Leandro Ruschel faz as seguintes ponderações sobre o tema:
O comunismo nunca se realizou em parte alguma. O mesmo vale para o socialismo na definição marxista: a tomada dos meios de produção pelo Estado, como etapa de transição ao comunismo. E há razões teóricas sólidas para crer que jamais se realizará.
A primeira razão é econômica. Foi formulada com clareza definitiva por Ludwig von Mises em 1920 e refinada por Friedrich Hayek nas décadas seguintes: sem propriedade privada dos meios de produção, não há mercado de fatores; sem mercado de fatores, não há preços; e sem preços, é literalmente impossível calcular se um determinado uso de recursos é mais ou menos eficiente que outro.

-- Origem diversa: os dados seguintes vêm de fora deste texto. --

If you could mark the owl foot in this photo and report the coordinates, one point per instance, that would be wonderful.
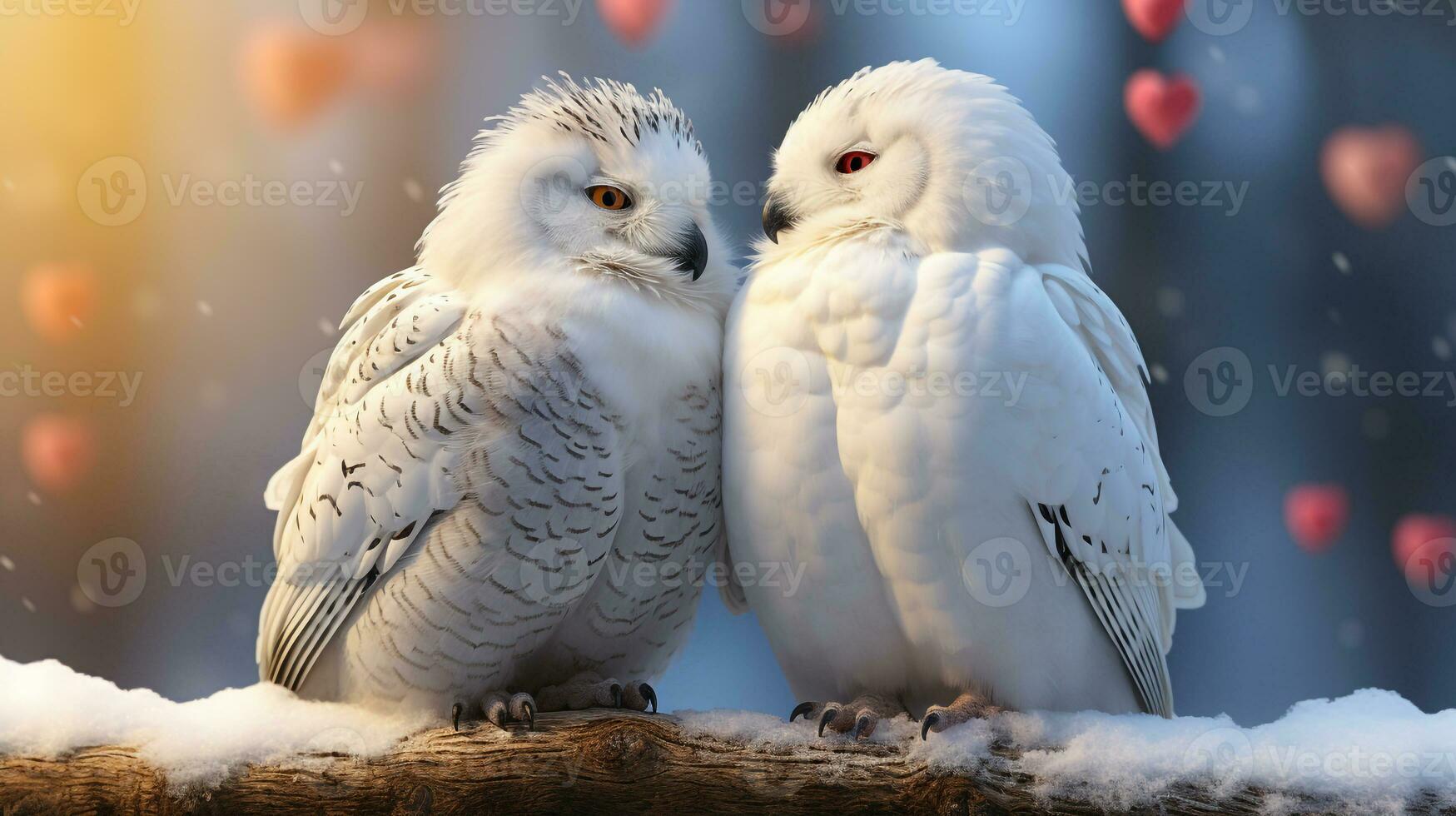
(590, 689)
(858, 719)
(499, 709)
(970, 705)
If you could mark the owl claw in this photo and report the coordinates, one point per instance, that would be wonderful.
(970, 705)
(927, 723)
(829, 716)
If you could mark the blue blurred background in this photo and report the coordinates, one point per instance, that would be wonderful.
(223, 309)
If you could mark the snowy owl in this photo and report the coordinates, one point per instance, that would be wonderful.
(510, 489)
(935, 413)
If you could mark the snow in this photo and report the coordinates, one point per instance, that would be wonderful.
(48, 710)
(1368, 752)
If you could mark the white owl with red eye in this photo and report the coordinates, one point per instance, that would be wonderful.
(933, 411)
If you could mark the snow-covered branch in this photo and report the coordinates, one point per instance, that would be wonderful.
(81, 745)
(585, 763)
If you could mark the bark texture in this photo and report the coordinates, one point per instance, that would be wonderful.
(575, 763)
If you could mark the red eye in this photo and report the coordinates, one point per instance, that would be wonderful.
(853, 162)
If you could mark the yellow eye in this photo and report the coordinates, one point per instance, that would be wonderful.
(609, 197)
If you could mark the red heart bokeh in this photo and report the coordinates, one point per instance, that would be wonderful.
(290, 76)
(1419, 542)
(1162, 108)
(58, 299)
(632, 21)
(1316, 515)
(1366, 171)
(58, 452)
(1154, 19)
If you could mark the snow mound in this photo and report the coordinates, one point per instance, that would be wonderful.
(48, 710)
(1369, 752)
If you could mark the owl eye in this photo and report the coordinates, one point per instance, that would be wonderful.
(609, 197)
(853, 162)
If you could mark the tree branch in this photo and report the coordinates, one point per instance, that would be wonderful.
(585, 761)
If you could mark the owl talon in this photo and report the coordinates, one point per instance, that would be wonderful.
(830, 711)
(927, 723)
(970, 705)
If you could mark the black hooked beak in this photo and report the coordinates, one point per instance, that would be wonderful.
(692, 252)
(777, 217)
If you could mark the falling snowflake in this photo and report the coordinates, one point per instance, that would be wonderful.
(1376, 425)
(1334, 361)
(1350, 633)
(1170, 302)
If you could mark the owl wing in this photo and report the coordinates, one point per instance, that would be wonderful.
(427, 414)
(1082, 450)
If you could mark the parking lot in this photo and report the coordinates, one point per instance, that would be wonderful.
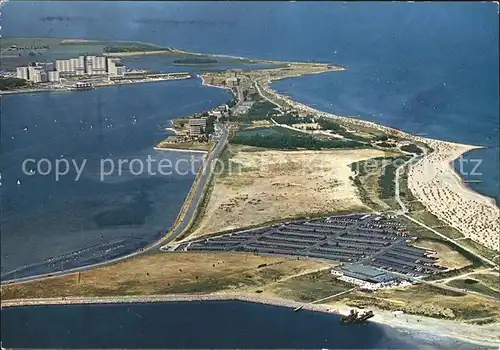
(369, 239)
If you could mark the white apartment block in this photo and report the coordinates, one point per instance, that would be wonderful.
(71, 66)
(22, 73)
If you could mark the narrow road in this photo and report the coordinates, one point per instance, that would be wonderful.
(404, 211)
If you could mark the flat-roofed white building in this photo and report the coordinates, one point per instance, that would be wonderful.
(96, 65)
(53, 76)
(22, 73)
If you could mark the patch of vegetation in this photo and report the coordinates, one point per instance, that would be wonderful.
(11, 83)
(196, 60)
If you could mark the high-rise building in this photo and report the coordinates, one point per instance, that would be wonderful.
(22, 73)
(197, 126)
(96, 65)
(120, 70)
(112, 67)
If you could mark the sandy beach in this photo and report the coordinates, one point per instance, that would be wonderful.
(434, 182)
(485, 335)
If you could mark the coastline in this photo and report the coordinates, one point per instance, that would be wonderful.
(433, 180)
(484, 335)
(180, 150)
(69, 89)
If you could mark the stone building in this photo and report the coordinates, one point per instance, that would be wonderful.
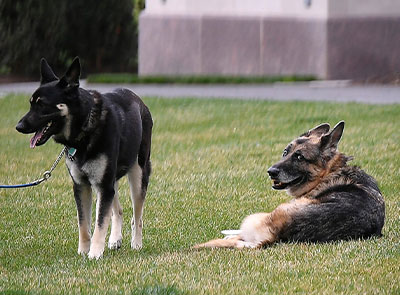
(329, 39)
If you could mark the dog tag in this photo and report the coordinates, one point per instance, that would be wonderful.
(71, 153)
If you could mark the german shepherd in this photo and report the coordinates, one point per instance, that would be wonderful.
(332, 201)
(107, 136)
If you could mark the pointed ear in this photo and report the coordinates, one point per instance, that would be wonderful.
(318, 130)
(71, 77)
(331, 140)
(46, 73)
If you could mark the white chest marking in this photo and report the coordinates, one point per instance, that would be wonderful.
(94, 170)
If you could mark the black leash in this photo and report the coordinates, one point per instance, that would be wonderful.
(46, 175)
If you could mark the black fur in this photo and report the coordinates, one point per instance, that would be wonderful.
(116, 125)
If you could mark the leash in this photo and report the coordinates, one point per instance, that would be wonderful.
(46, 174)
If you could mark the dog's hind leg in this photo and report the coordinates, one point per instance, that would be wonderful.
(138, 193)
(83, 199)
(105, 195)
(115, 240)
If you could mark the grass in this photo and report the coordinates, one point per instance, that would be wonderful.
(210, 159)
(132, 78)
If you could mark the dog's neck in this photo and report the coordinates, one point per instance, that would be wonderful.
(86, 132)
(330, 177)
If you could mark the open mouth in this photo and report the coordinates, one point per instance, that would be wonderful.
(278, 185)
(41, 136)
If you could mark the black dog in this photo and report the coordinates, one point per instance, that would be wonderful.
(107, 136)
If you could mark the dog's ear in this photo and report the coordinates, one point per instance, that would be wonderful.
(71, 77)
(331, 140)
(318, 130)
(46, 73)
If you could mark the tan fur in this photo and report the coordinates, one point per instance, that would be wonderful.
(261, 229)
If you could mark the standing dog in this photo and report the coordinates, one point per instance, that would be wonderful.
(332, 201)
(107, 136)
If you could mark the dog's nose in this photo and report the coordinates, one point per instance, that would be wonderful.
(21, 127)
(273, 172)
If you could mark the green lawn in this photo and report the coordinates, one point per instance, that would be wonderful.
(210, 159)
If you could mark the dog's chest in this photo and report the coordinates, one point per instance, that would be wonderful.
(92, 170)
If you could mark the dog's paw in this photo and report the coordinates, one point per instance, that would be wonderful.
(115, 245)
(136, 244)
(83, 248)
(96, 252)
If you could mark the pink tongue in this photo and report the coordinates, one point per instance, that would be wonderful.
(36, 138)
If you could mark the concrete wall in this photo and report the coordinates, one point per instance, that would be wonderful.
(331, 39)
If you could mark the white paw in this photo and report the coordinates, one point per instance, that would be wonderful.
(243, 244)
(83, 249)
(96, 252)
(115, 245)
(136, 244)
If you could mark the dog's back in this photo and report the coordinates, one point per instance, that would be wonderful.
(349, 206)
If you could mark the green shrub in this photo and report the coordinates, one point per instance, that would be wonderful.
(102, 33)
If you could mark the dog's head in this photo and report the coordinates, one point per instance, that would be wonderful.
(50, 103)
(307, 159)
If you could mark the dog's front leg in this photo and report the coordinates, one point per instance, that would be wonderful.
(83, 199)
(105, 196)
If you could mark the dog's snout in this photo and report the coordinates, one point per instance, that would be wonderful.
(22, 127)
(273, 172)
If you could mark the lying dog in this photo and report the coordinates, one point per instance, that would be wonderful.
(107, 136)
(332, 201)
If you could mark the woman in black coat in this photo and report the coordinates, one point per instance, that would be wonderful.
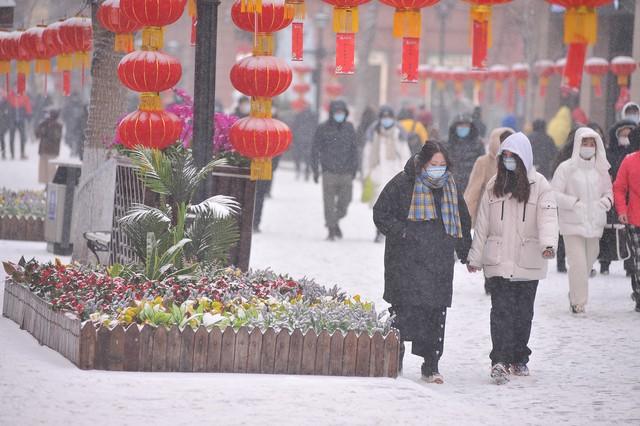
(422, 213)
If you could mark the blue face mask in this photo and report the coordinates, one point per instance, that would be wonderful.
(434, 172)
(510, 163)
(387, 122)
(463, 131)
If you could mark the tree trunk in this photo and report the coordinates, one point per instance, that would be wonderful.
(94, 199)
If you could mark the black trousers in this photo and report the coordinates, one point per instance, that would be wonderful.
(511, 316)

Ou seja, o planejador central, por mais bem-intencionado e tecnicamente capaz que seja, opera no escuro.
Some-se a isso o argumento hayekiano do conhecimento disperso. A informação relevante para coordenar uma economia complexa está distribuída entre milhões de agentes, sob forma tácita, e não pode ser agregada por nenhum órgão central. Na prática, o mercado é, antes de tudo, um mecanismo de processamento de informação. Nenhum substituto burocrático jamais demonstrou ser capaz de replicá-lo.
Daí a segunda razão, que é empírica. Em todo país que tentou suprimir o mercado, da União Soviética a Cuba, da Coreia do Norte à Venezuela chavista, passando pelo Camboja, o que se observou não foi a abolição da economia de troca, mas seu deslocamento para a clandestinidade, na forma de mercados negros, economias paralelas e redes informais de favores. A troca de mercado é como a água: se você tampa um lado, ela escoa pelo outro. Vale lembrar que, sem essa “segunda economia”, regimes socialistas teriam colapsado muito antes do que efetivamente colapsaram.
A terceira razão é política, e talvez a mais importante. A promessa marxista é a da abolição das classes. O resultado prático, sem exceção, foi a emergência de uma nova classe, para usar o termo cunhado em 1957 por Milovan Djilas, antigo dirigente comunista iugoslavo. Trata-se dos quadros do partido, que passam a controlar simultaneamente o aparelho estatal e o aparelho produtivo.
A teoria da escolha pública, desenvolvida por James Buchanan e Gordon Tullock, explica por quê: agentes estatais respondem a incentivos próprios, não ao “bem comum” abstrato. Na prática, quando você concentra todo o poder econômico nas mesmas mãos que detêm o poder político, o resultado não é a igualdade prometida. É a superconcentração de poder numa nomenclatura, em escala que nenhum capitalista jamais sonhou alcançar. Não por acaso: é exatamente o que os incentivos institucionais previam.
No fim das contas, a proposta marxista não cumpre o que promete. Ela não pode cumprir, por razões estruturais conhecidas há mais de um século. Quem ainda a defende, ou desconhece esses argumentos, ou os conhece e prefere ignorá-los — em geral porque pertence ao grupo que se beneficiaria da revolução, ou porque opera com pressupostos normativos que valoram a igualdade de resultados acima da liberdade individual e do próprio bem-estar material agregado.